With higher copayments and the use of coinsurance, is it any wonder that so many people with insurance use discount cards instead of their benefits?
INSIDE MY HOPE IS FADING
These pharmacy benefit designs have shifted out-of-pocket spending for prescription drugs from flat copayments toward deductible and coinsurance spending. A recent IQVIA analysis found that 60% of patients’ out-of-pocket spending for brand-name drugs came from deductibles and coinsurance.

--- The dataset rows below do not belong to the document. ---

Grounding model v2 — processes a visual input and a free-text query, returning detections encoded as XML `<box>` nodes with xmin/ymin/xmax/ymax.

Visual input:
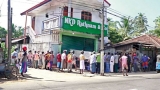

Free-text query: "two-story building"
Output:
<box><xmin>21</xmin><ymin>0</ymin><xmax>110</xmax><ymax>58</ymax></box>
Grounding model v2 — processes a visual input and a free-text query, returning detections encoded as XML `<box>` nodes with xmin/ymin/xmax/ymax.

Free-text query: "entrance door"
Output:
<box><xmin>51</xmin><ymin>44</ymin><xmax>59</xmax><ymax>64</ymax></box>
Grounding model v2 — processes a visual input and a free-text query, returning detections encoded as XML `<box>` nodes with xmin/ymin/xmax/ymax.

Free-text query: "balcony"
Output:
<box><xmin>42</xmin><ymin>16</ymin><xmax>61</xmax><ymax>34</ymax></box>
<box><xmin>42</xmin><ymin>16</ymin><xmax>108</xmax><ymax>36</ymax></box>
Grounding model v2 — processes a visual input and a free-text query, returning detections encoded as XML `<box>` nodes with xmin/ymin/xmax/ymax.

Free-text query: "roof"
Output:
<box><xmin>21</xmin><ymin>0</ymin><xmax>111</xmax><ymax>15</ymax></box>
<box><xmin>21</xmin><ymin>0</ymin><xmax>52</xmax><ymax>15</ymax></box>
<box><xmin>115</xmin><ymin>35</ymin><xmax>160</xmax><ymax>48</ymax></box>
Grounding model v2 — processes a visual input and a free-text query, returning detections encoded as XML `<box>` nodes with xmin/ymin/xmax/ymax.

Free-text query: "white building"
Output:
<box><xmin>21</xmin><ymin>0</ymin><xmax>110</xmax><ymax>63</ymax></box>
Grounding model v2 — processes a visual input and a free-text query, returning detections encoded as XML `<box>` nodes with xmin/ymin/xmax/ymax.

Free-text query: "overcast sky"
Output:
<box><xmin>0</xmin><ymin>0</ymin><xmax>160</xmax><ymax>28</ymax></box>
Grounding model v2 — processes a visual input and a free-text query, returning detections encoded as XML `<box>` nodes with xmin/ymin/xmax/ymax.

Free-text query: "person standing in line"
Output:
<box><xmin>142</xmin><ymin>54</ymin><xmax>150</xmax><ymax>72</ymax></box>
<box><xmin>127</xmin><ymin>54</ymin><xmax>131</xmax><ymax>72</ymax></box>
<box><xmin>114</xmin><ymin>53</ymin><xmax>119</xmax><ymax>73</ymax></box>
<box><xmin>67</xmin><ymin>51</ymin><xmax>73</xmax><ymax>73</ymax></box>
<box><xmin>45</xmin><ymin>51</ymin><xmax>50</xmax><ymax>70</ymax></box>
<box><xmin>133</xmin><ymin>53</ymin><xmax>139</xmax><ymax>72</ymax></box>
<box><xmin>34</xmin><ymin>51</ymin><xmax>39</xmax><ymax>69</ymax></box>
<box><xmin>90</xmin><ymin>51</ymin><xmax>96</xmax><ymax>74</ymax></box>
<box><xmin>61</xmin><ymin>51</ymin><xmax>67</xmax><ymax>71</ymax></box>
<box><xmin>40</xmin><ymin>52</ymin><xmax>45</xmax><ymax>69</ymax></box>
<box><xmin>49</xmin><ymin>51</ymin><xmax>54</xmax><ymax>71</ymax></box>
<box><xmin>11</xmin><ymin>48</ymin><xmax>18</xmax><ymax>65</ymax></box>
<box><xmin>96</xmin><ymin>53</ymin><xmax>101</xmax><ymax>74</ymax></box>
<box><xmin>27</xmin><ymin>50</ymin><xmax>33</xmax><ymax>68</ymax></box>
<box><xmin>110</xmin><ymin>53</ymin><xmax>114</xmax><ymax>73</ymax></box>
<box><xmin>37</xmin><ymin>51</ymin><xmax>42</xmax><ymax>69</ymax></box>
<box><xmin>20</xmin><ymin>47</ymin><xmax>27</xmax><ymax>77</ymax></box>
<box><xmin>17</xmin><ymin>51</ymin><xmax>23</xmax><ymax>64</ymax></box>
<box><xmin>57</xmin><ymin>52</ymin><xmax>61</xmax><ymax>72</ymax></box>
<box><xmin>119</xmin><ymin>53</ymin><xmax>128</xmax><ymax>76</ymax></box>
<box><xmin>79</xmin><ymin>51</ymin><xmax>85</xmax><ymax>74</ymax></box>
<box><xmin>106</xmin><ymin>52</ymin><xmax>111</xmax><ymax>72</ymax></box>
<box><xmin>72</xmin><ymin>51</ymin><xmax>77</xmax><ymax>71</ymax></box>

In response to these benefit designs, pharmaceutical manufacturers often offer a copayment offset (also called copay cards or coupons) that covers a beneficiary’s out-of-pocket costs for a brand-name drug.
And in response to the manufacturers' programs, payers now routinely use copay accumulator adjustment and copay maximizers to extract value from the manufacturer’s copay support and benefit from the lower spending that results. See How Copay Accumulators and Maximizers Have Changed Payers’ View of Copay Support.
In my next update on accumulators and maximizers, I’ll explain why the plans' gravy train will slow down in 2023. As it does, specialty drug benefits will get less generous. Sadly, it may also drive more companies to experiment with the unethical games of alternative funding programs, per The Shady Business of Specialty Carve-Outs, a.k.a., Alternative Funding Programs.
Deep inside, it's the patients who will be blue.